GSSC Seminar Series
21 January 2025
Panda Belonging: Kinship Measurements and Life's Value in Species Conservation
Christof Lammer (Humboldt University of Berlin & University of Klagenfurt)
12:00-13:00
What makes certain species and individual animals worth protecting? Christof examines the iconic case of the giant panda – a global symbol of conservation efforts and a national treasure of the People’s Republic of China – and suggests that kinship measurements play a central role in species conservation. Kinship is measured using a wide variety of methods, technologies and forms of data. Indicators of kinship range from genealogical proximity to behavioural resemblance and from lived closeness to genetic similarity. Although measurements of human kinship are widely used, for example in decisions about citizenship and inheritance, they are rarely studied under one theoretical heading. Therefore, their political and economic consequences have often been overlooked, including in environmentalism. Measured animal kinship has been mobilized to claim the belonging of highly valued species and for making breeding decisions that affect not only individual animals but also the human institutions that keep them.
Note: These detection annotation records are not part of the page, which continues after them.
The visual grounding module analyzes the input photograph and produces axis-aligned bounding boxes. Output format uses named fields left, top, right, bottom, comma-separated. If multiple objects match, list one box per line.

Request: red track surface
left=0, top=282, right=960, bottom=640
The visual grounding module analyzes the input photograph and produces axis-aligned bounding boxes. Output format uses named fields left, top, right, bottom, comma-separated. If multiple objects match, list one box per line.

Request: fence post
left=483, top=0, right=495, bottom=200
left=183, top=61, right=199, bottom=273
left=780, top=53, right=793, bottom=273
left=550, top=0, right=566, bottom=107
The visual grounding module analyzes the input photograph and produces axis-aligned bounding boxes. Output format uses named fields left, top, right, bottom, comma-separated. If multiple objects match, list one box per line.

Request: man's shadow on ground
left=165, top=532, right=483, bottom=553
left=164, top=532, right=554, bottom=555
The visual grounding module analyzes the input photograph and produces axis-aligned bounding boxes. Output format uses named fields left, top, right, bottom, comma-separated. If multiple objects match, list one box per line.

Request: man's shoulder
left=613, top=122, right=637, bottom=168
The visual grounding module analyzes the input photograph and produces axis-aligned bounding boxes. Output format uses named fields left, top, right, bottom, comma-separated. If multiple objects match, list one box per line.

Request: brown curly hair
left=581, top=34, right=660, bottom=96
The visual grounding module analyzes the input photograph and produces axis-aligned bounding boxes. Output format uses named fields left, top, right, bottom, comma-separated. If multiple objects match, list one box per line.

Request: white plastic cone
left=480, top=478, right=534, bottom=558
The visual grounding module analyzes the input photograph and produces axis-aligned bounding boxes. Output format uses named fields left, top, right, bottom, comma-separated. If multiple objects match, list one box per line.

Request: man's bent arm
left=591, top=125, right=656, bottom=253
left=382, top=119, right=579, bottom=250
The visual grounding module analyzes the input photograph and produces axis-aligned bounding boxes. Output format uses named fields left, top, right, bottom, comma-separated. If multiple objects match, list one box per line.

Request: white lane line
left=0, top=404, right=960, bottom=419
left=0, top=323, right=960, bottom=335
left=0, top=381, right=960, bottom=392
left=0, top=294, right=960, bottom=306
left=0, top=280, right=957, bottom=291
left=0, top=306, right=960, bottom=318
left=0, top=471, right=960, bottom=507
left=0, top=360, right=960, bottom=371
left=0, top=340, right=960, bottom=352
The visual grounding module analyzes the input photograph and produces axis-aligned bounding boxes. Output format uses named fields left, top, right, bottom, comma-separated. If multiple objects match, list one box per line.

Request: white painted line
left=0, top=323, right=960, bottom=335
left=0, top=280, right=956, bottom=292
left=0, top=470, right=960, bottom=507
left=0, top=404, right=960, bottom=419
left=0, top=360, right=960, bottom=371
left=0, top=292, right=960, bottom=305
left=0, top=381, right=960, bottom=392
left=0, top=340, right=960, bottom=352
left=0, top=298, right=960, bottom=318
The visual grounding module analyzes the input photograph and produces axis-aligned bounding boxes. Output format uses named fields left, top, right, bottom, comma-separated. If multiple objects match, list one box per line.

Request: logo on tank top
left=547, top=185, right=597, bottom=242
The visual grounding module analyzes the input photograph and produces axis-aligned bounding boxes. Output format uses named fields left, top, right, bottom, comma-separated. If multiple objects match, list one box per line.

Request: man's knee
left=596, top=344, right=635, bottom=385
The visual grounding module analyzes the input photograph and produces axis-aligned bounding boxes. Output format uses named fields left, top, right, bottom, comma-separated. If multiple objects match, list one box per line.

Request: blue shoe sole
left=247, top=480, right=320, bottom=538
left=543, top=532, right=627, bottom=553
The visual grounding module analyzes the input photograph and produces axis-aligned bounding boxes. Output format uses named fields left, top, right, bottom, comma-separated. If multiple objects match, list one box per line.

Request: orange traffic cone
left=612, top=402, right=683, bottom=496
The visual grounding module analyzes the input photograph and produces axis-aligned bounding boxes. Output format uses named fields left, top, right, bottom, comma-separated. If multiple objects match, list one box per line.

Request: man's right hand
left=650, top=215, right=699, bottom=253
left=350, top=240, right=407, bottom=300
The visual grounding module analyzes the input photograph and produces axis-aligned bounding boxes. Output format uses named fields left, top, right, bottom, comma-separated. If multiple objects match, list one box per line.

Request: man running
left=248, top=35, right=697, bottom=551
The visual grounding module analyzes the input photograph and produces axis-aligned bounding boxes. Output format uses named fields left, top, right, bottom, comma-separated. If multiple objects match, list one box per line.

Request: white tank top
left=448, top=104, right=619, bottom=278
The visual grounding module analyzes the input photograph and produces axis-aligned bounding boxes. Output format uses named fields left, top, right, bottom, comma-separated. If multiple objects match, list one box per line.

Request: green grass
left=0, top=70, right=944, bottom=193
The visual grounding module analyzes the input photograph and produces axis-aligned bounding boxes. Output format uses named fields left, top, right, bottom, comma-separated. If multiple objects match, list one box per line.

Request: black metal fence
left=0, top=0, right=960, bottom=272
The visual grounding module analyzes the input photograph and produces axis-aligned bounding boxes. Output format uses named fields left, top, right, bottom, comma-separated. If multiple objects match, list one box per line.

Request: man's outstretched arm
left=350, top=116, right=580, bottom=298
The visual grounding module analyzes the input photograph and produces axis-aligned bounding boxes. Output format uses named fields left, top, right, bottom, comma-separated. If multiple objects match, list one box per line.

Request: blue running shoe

In Christof’s talk, you will hear about palaeobiological measurements of animal remains found in Europe that were used to challenge claims about the Chineseness of the giant panda lineage, a genetic matchmaking algorithm for captive pandas that was criticized as reviving a ‘backward’ cultural tradition of arranged marriages, and biologists’ measurements of kinship as embodied maternal care that promise to enhance the value of pseudo-pregnant female pandas for preserving the panda heritage.
Christof Lammer is a social anthropologist based at the Department of Society, Knowledge and Politics at the University of Klagenfurt. As inherit fellow at Humboldt University of Berlin he pursues the project ‘Panda Heritage: Kinship Measurements and Life’s Value in Species Conservation’ (2024–2025). He is the author of Performing State Boundaries: Food Networks, Democratic Bureaucracy and China (2024, Berghahn) and has co-edited special issues on ‘Measuring Kinship: Gradual Belonging and Thresholds of Exclusion’ (2021, Social Analysis) and ‘Infrastructures of Value: New and Historical Materialities in Agriculture’ (2024, Ethnos) and is also a co-organizer of the DFG Scientific Network ‘Anthropology and China(s)’ (2021–2025).